We all know about regular mutual funds, but what is inverse mutual funds?
They are a special type of funds in which their value goes up when the stock market comes down. They are nothing but “short funds” or funds having short positions of the index or stocks. By investing in this fund investors/traders can take advantage of fall in the markets.
The main objective of the inverse mutual fund is to provide investors with an alternative during market-decline and in the case where they cannot short sell the index. This type of fund is generally linked to the market index such as the S&P 500 or any other benchmark index.
The value of such funds change similar to the traditional funds, on a daily basis, say if the index declines by 1 percent in a day, the fund value increases by 1 percent for that day.
In what other ways these funds differ from traditional funds?
While a traditional mutual fund purchases shares of index or stocks, which is income generating in the form dividends, the inverse mutual funds do not purchase the stocks themselves.

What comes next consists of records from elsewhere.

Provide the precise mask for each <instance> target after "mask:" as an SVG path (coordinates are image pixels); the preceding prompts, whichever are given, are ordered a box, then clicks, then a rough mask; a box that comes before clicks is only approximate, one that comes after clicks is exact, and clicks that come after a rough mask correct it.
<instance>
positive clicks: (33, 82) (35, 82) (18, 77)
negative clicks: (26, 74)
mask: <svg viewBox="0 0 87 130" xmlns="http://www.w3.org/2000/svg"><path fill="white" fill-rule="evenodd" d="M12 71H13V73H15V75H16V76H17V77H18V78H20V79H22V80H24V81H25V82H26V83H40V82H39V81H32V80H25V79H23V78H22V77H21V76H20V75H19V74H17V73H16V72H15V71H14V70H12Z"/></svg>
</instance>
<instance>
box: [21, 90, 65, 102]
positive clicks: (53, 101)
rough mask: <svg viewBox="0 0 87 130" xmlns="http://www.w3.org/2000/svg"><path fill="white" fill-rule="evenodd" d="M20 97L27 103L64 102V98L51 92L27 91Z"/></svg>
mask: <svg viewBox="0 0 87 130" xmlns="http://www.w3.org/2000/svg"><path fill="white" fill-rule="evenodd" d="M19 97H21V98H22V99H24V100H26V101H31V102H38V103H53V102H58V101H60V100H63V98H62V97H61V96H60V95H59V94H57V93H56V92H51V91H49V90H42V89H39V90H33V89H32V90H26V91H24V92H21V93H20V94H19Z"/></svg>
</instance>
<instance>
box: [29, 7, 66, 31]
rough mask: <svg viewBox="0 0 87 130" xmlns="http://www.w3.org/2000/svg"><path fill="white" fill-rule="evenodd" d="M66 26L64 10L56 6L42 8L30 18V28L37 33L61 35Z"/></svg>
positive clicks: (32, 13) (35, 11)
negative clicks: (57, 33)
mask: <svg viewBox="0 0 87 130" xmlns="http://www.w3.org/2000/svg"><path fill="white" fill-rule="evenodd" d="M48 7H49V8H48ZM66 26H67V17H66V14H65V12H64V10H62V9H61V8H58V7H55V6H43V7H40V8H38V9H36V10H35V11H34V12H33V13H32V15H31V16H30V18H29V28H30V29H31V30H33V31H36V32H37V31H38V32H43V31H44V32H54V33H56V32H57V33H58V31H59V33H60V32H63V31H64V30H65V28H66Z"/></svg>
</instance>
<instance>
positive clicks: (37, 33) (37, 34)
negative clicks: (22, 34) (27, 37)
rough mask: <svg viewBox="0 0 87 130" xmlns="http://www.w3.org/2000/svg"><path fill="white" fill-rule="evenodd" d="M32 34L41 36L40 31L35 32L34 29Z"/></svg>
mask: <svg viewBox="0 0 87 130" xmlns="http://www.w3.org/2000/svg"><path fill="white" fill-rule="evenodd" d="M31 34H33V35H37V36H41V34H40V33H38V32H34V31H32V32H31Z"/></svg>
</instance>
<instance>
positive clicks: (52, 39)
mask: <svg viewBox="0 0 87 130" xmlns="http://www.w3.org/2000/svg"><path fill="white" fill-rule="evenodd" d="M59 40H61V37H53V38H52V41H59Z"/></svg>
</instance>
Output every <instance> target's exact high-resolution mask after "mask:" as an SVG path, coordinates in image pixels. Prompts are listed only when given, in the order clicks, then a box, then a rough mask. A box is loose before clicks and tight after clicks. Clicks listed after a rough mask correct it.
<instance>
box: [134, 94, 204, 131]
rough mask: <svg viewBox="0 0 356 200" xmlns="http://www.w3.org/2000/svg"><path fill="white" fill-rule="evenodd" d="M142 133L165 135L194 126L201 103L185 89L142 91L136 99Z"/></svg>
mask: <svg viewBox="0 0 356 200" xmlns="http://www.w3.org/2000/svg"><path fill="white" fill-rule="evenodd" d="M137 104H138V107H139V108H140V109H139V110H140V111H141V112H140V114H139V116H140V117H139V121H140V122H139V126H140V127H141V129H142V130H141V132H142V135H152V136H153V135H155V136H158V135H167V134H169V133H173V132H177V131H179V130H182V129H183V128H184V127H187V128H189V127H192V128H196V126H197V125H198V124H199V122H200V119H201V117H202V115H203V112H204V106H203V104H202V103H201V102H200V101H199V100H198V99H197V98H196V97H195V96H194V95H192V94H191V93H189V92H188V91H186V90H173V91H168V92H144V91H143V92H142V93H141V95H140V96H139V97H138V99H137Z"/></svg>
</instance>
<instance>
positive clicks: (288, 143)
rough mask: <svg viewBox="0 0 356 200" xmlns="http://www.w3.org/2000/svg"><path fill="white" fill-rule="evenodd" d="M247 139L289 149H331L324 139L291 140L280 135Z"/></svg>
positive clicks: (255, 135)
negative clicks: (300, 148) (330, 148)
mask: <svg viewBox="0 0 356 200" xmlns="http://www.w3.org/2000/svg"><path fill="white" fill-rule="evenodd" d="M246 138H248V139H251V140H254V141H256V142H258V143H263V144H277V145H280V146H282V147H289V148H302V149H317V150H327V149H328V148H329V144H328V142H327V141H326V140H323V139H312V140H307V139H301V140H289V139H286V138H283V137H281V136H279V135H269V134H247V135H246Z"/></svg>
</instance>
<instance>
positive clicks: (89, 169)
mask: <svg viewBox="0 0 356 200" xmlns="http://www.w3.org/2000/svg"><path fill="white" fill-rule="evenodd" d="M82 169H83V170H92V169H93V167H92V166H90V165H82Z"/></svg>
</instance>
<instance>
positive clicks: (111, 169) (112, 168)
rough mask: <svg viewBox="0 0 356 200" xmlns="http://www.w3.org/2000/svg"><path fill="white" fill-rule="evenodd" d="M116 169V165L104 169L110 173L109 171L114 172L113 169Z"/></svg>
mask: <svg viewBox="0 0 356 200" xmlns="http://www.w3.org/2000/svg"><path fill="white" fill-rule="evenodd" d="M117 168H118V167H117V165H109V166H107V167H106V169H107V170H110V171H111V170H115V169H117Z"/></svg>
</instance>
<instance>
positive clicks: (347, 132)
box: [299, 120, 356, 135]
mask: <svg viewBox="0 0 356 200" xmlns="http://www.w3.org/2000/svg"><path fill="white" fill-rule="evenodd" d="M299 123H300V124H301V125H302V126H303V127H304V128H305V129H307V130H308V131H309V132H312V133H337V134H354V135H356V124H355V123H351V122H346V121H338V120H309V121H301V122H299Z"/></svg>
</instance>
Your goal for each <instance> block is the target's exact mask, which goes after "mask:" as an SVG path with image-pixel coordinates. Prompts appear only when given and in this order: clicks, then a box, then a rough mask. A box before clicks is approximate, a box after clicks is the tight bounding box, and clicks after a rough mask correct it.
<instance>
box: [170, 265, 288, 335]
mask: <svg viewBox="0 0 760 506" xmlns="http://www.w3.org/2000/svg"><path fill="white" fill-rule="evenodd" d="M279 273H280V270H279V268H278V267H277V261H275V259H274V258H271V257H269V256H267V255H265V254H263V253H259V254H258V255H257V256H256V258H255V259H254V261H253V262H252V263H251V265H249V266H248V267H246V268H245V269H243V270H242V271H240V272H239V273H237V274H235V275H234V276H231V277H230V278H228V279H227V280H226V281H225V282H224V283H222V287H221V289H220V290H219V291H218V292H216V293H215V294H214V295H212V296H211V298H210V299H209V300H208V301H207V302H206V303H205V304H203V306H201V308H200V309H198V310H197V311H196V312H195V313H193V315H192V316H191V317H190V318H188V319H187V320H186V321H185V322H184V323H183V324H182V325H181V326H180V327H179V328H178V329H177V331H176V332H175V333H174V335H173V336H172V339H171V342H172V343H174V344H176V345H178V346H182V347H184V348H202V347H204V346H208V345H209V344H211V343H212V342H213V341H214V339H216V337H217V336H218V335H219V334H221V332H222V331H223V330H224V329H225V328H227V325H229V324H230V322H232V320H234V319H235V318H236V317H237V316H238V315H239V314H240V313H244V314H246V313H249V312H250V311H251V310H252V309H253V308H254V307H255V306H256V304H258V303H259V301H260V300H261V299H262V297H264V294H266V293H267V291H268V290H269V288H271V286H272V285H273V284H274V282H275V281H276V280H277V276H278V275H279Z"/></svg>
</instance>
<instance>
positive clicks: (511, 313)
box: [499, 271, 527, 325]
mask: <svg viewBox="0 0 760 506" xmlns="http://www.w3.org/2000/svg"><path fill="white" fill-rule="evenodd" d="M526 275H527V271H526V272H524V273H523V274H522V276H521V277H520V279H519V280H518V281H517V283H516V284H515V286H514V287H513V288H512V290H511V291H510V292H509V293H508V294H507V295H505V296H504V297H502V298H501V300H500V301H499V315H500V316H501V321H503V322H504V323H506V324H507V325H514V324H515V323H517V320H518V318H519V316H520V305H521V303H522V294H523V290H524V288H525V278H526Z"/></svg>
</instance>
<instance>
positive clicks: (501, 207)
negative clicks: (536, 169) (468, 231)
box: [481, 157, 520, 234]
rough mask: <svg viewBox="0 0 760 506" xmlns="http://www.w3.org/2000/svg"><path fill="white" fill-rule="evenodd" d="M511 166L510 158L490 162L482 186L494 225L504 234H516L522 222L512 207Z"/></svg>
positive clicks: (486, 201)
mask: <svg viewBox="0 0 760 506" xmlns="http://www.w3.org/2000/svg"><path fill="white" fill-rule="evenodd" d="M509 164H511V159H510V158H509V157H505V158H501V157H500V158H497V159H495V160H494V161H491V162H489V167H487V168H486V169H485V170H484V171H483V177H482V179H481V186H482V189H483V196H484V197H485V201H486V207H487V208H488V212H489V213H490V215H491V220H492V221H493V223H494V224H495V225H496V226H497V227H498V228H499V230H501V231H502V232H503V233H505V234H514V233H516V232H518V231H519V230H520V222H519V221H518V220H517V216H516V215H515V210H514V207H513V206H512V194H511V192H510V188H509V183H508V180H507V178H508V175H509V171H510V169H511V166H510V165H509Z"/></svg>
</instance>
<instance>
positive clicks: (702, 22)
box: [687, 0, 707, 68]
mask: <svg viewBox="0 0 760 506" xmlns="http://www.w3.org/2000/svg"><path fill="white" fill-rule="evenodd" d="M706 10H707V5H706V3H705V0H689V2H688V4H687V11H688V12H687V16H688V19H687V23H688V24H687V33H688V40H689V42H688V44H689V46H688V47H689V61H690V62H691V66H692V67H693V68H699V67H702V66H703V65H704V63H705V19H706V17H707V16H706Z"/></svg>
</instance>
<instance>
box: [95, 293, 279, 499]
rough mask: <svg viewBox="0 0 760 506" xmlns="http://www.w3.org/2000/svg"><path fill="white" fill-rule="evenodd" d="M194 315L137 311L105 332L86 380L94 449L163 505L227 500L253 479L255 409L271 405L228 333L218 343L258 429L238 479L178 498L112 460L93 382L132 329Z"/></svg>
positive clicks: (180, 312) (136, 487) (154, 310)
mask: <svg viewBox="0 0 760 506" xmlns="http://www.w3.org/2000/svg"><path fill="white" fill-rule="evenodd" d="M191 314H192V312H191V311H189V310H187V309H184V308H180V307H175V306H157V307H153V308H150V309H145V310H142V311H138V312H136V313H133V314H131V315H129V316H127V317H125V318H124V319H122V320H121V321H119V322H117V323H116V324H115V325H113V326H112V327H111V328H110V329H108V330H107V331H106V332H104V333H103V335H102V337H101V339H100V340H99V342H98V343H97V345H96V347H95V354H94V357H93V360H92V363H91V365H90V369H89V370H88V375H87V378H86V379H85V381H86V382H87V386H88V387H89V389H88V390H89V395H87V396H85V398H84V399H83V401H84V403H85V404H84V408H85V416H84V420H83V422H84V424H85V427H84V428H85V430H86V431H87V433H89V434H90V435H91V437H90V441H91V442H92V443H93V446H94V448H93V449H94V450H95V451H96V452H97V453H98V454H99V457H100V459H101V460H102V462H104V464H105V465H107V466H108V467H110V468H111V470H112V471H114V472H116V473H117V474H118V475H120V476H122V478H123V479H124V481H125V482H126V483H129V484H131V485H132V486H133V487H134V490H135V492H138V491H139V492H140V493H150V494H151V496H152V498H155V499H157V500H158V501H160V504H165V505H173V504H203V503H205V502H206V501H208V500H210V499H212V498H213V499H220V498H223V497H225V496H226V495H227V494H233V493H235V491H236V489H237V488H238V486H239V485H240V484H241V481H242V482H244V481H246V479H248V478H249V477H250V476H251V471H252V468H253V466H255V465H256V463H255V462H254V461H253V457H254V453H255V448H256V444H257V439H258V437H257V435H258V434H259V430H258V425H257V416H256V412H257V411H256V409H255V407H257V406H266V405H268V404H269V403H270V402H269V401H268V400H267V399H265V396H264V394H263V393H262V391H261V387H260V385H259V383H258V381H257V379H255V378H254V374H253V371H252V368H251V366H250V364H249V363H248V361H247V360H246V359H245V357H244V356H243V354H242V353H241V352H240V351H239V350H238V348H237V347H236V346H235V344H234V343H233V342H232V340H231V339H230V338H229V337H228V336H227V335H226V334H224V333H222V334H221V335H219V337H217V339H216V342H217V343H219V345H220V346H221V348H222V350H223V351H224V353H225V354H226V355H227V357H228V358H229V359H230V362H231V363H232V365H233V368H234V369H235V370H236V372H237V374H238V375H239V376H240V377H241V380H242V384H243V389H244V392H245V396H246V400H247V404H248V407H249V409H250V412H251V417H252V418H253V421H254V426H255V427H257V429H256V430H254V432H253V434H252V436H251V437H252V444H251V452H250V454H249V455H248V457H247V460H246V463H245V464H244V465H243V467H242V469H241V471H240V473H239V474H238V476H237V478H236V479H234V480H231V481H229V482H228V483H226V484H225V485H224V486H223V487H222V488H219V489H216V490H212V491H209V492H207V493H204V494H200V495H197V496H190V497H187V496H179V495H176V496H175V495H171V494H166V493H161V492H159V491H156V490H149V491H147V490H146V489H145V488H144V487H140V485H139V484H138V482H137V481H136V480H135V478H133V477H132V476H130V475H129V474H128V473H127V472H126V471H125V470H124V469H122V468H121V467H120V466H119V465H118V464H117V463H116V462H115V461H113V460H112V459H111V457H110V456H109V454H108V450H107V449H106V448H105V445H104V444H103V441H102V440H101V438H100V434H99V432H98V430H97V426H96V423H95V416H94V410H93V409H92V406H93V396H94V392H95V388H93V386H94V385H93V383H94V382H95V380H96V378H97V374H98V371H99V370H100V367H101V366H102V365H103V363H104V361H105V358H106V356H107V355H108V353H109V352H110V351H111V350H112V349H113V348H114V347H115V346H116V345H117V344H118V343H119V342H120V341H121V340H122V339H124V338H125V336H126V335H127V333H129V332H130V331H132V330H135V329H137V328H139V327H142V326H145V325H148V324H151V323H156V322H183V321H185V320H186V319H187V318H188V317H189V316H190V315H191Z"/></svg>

Instead, they may short sell the index or stocks or even buy put options on the index or the stocks. Hence, these funds make money only if the particular index or stock falls.
How does these funds benefit retail investors or traders?
Many investors, rather traders, can make use of this type of fund as a hedge against market conditions. During market corrections, investors/traders could buy some shares of an inverse fund in order to protect their long positions in other funds or stocks. This way, even if the market does go down, they will be able to recoup some of their losses on their long positions with the inverse fund.
Unlike the traditional funds, there are no dividends in these type of funds. The costs involves are also high since frequent churning of positions required on a day to day basis. They also involve high risks and needs constant monitoring of the fund value and the market direction.
Investors should deal with Inverse Mutual Funds, only if they completely understand the risks associated with shorting and the returns associated with it. This can be used as short-term strategy only and not as a long-term one.
There are many such funds in developed markets, but there aren’t any such funds in emerging markets like India. Hope some fund house would take some cue from this and launch an inverse fund soon.